By the end of online articles, a good portion of the
audience is no longer there, so wow them quickly
and make your main point early.  
Don’t start your content slowly, then build it up to a crescendo. Wow your readers at the start, or they’ll never get to the middle. The first sentence is more important than the last sentence. Spend time crafting that lead!

2. Make Your Main Point Early

No matter how strong your lead is, some readers are still going to navigate away. So don’t have a long introduction before stating your main point, sometimes called the nut graph. State the purpose of your blog post, article or other content before readers have to scroll, or risk having 10 percent or more navigate away knowing little more than your headline.
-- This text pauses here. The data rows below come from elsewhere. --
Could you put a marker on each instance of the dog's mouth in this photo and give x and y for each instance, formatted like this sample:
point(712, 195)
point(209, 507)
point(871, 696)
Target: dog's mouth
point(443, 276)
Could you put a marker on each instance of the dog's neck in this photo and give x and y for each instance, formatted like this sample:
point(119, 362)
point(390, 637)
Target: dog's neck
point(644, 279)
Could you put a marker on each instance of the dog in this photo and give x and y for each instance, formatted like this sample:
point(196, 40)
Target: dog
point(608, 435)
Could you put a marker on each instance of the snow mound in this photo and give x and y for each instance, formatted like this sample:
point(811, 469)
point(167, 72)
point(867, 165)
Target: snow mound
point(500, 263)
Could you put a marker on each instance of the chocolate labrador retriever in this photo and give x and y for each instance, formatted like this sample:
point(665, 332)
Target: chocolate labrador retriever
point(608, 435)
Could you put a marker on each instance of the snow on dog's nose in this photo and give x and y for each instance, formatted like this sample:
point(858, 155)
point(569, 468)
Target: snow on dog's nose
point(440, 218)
3. Emphasize Quality Over Brevity

While the article’s findings promote brevity, you don’t want to lose quality for the sake of writing shorter pieces. Longer, well-crafted content that has value to your target audience is much better than short, flimsy content that has little value and fails to support its claims. After all, it’s not necessary for potential customers to read your entire content piece to make the conclusion you really want them to make: “This company really knows what it’s talking about!”

For Those Still Actually Reading

Hello, anyone there? Just seeing if anybody is still left. If you are, thank you. You have a longer attention span than most. But when you produce content, remember that we’re in a short-attention-span world, so write for that reality.